PETAR: Localized Findings Generation with Mask-Aware Vision-Language Modeling for PET Automated Reporting
Danyal Maqbool, Changhee Lee, Zachary Huemann, Samuel D. Church, Matthew E. Larson, Scott B. Perlman, Tomas A. Romero, Joshua D. Warner, Meghan Lubner, Xin Tie, Jameson Merkow, Junjie Hu, Steve Y. Cho, Tyler J. Bradshaw
TL;DR
PETAR addresses the challenge of automated PET/CT reporting by introducing PETARSeg-11K, the first large-scale lesion-level dataset linking 3D masks to free-text findings, and PETAR-4B, a 3D mask-aware vision-language framework that grounds findings in localized volumes via focal prompts. The approach jointly encodes PET, CT, and lesion masks within a shared 3D transformer, leveraging staged training and TotalSegmentator pretraining to strengthen anatomical grounding. Automated metrics and a rigorous human study with five nuclear medicine physicians demonstrate that PETAR-4B achieves superior linguistic, semantic, and clinical grounding performance compared with 2D and 3D baselines, with strong alignment to expert judgment (GREEN correlation).
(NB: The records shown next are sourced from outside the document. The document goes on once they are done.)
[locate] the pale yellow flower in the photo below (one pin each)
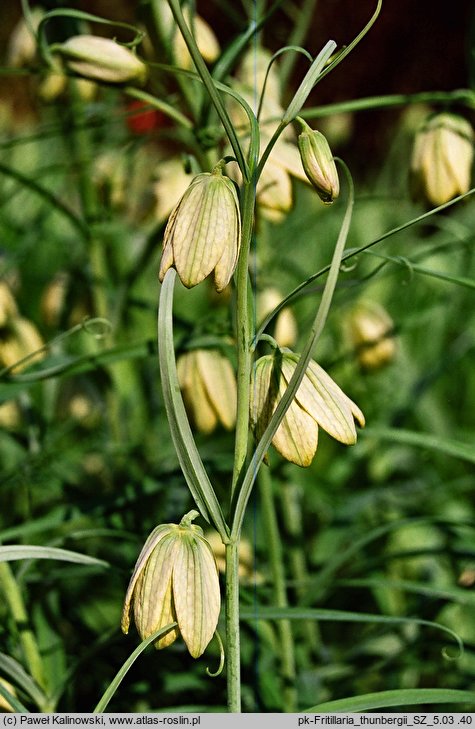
(175, 580)
(319, 402)
(442, 159)
(209, 390)
(203, 233)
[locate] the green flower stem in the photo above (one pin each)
(210, 86)
(283, 405)
(16, 605)
(233, 643)
(276, 558)
(244, 326)
(297, 38)
(81, 152)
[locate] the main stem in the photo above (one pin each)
(233, 643)
(276, 557)
(244, 325)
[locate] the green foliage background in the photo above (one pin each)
(384, 528)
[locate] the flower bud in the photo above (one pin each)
(318, 402)
(371, 333)
(203, 232)
(209, 388)
(175, 580)
(102, 59)
(442, 159)
(318, 163)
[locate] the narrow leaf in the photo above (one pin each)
(396, 697)
(120, 675)
(185, 446)
(464, 451)
(19, 551)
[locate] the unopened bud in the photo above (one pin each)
(318, 163)
(102, 59)
(442, 159)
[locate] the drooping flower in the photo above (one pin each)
(175, 580)
(442, 159)
(203, 232)
(319, 402)
(208, 385)
(101, 59)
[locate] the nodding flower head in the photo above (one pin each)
(319, 402)
(442, 158)
(101, 59)
(203, 232)
(371, 333)
(175, 580)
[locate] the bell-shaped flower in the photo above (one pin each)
(442, 159)
(101, 59)
(319, 402)
(203, 232)
(175, 580)
(208, 384)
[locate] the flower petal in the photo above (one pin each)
(154, 538)
(326, 402)
(296, 438)
(153, 604)
(217, 375)
(196, 593)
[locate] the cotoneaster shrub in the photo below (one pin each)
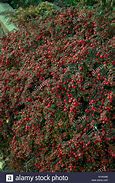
(56, 94)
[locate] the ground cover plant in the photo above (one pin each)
(55, 89)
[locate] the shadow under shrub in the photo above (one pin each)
(56, 93)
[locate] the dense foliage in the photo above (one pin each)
(56, 94)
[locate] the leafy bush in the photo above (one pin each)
(26, 3)
(43, 9)
(56, 93)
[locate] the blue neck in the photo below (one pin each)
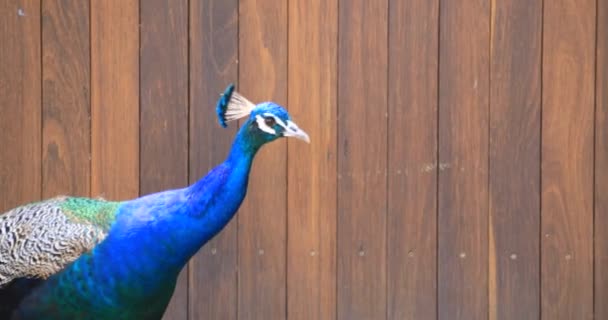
(215, 198)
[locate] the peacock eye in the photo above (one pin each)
(269, 121)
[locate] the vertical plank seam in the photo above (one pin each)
(286, 199)
(488, 169)
(237, 222)
(139, 102)
(593, 187)
(540, 165)
(437, 159)
(337, 186)
(188, 132)
(90, 192)
(41, 26)
(387, 163)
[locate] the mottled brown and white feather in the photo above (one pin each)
(38, 240)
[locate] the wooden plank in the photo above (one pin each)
(514, 159)
(463, 159)
(312, 177)
(115, 99)
(66, 109)
(164, 110)
(262, 220)
(213, 65)
(20, 103)
(567, 159)
(362, 159)
(412, 160)
(601, 164)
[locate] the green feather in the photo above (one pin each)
(100, 213)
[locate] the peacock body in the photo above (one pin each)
(81, 258)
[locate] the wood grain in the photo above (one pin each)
(601, 163)
(213, 65)
(312, 179)
(412, 160)
(463, 160)
(262, 220)
(362, 159)
(515, 95)
(164, 110)
(20, 103)
(66, 112)
(115, 99)
(567, 159)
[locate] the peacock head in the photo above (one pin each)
(266, 121)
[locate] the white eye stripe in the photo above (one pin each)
(276, 119)
(263, 126)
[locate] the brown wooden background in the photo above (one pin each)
(458, 166)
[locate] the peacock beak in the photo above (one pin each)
(292, 130)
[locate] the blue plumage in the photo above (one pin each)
(131, 274)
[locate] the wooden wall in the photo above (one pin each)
(458, 166)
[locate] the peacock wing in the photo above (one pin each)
(39, 239)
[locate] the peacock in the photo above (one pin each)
(84, 258)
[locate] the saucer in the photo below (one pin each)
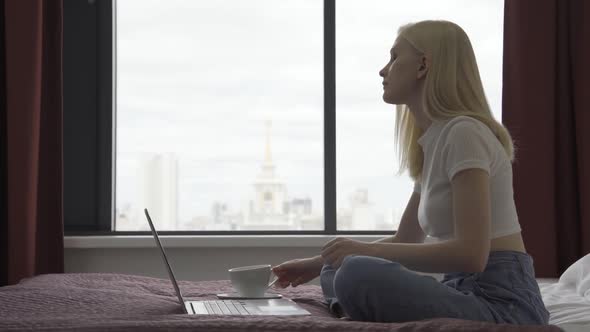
(236, 296)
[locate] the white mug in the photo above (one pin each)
(251, 281)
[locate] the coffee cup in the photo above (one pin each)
(251, 281)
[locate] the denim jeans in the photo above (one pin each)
(369, 288)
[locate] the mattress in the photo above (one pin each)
(119, 302)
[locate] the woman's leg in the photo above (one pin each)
(327, 283)
(375, 289)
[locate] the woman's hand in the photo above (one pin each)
(335, 250)
(297, 271)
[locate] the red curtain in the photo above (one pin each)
(546, 107)
(32, 141)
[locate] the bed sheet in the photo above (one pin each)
(118, 302)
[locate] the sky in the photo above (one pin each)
(199, 79)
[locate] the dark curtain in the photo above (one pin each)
(546, 107)
(31, 229)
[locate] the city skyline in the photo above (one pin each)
(219, 71)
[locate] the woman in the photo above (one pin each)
(460, 160)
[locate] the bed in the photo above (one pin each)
(568, 297)
(119, 302)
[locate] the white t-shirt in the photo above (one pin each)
(449, 147)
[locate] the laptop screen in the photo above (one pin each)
(170, 273)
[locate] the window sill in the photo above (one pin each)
(210, 241)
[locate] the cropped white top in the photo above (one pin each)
(451, 146)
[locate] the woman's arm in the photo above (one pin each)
(439, 257)
(469, 249)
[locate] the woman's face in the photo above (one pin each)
(402, 73)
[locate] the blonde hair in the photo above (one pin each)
(452, 88)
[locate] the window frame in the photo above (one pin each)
(89, 146)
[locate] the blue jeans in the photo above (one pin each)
(369, 288)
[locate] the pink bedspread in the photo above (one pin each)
(117, 302)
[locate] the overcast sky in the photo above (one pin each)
(198, 78)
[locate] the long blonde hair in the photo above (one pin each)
(452, 88)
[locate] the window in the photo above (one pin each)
(241, 116)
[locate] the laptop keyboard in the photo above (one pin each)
(226, 307)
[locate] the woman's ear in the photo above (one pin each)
(424, 66)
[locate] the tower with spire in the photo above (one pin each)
(268, 206)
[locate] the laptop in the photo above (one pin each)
(272, 307)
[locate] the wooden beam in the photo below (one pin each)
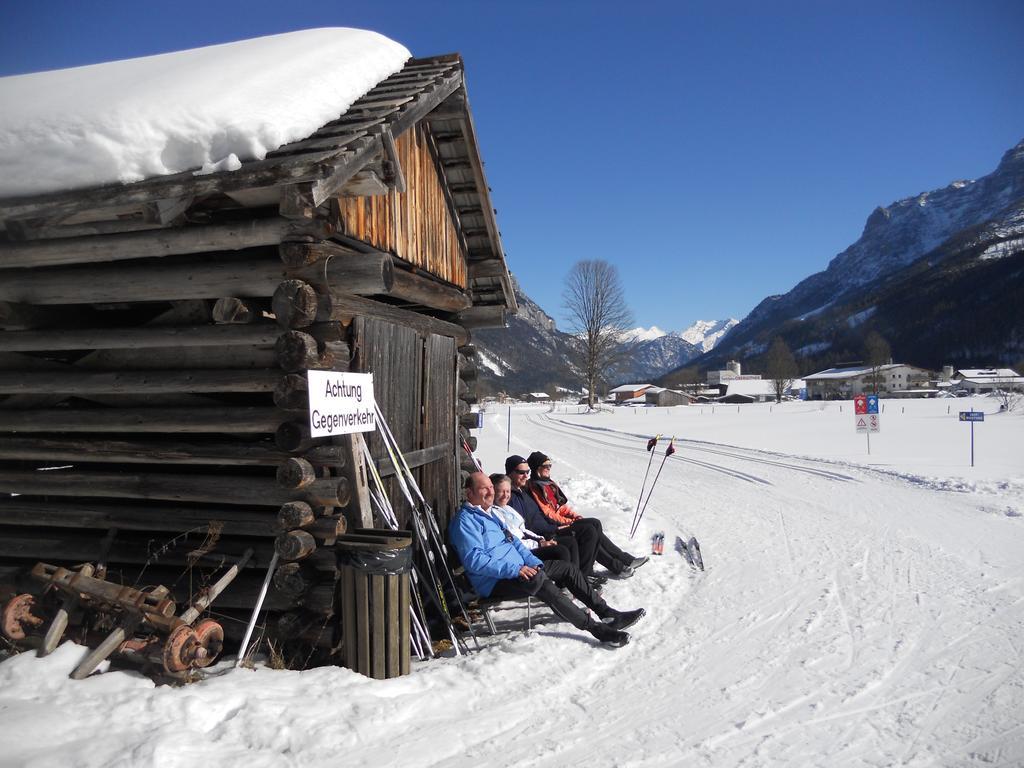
(272, 172)
(174, 420)
(17, 316)
(487, 268)
(483, 316)
(233, 237)
(192, 279)
(239, 454)
(84, 514)
(220, 488)
(417, 289)
(416, 459)
(148, 337)
(392, 167)
(297, 304)
(130, 382)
The work provides a foundational resource and architectural blueprint for accurate, region-specific PET reporting and points to a viable path toward end-to-end automated PET report generation.
Abstract
Generating automated reports for 3D positron emission tomography (PET) is an important and challenging task in medical imaging. PET plays a vital role in oncology, but automating report generation is difficult due to the complexity of whole-body 3D volumes, the wide range of potential clinical findings, and the limited availability of annotated datasets. To address these challenges, we introduce PETARSeg-11K, the first large-scale, publicly available dataset that provides lesion-level correspondence between 3D PET/CT volumes and free-text radiological findings. It comprises 11,356 lesion descriptions paired with 3D segmentations. Second, we propose PETAR-4B, a 3D vision-language model designed for mask-aware, spatially grounded PET/CT reporting. PETAR-4B jointly encodes PET, CT, and 3D lesion segmentation masks, using a 3D focal prompt to capture fine-grained details of lesions that normally comprise less than 0.1% of the volume. Evaluations using automated metrics show PETAR-4B substantially outperforming all 2D and 3D baselines. A human study involving five physicians -- the first of its kind for automated PET reporting -- confirms the model's clinical utility and establishes correlations between automated metrics and expert judgment. This work provides a foundational dataset and a novel architecture, advancing 3D medical vision-language understanding in PET.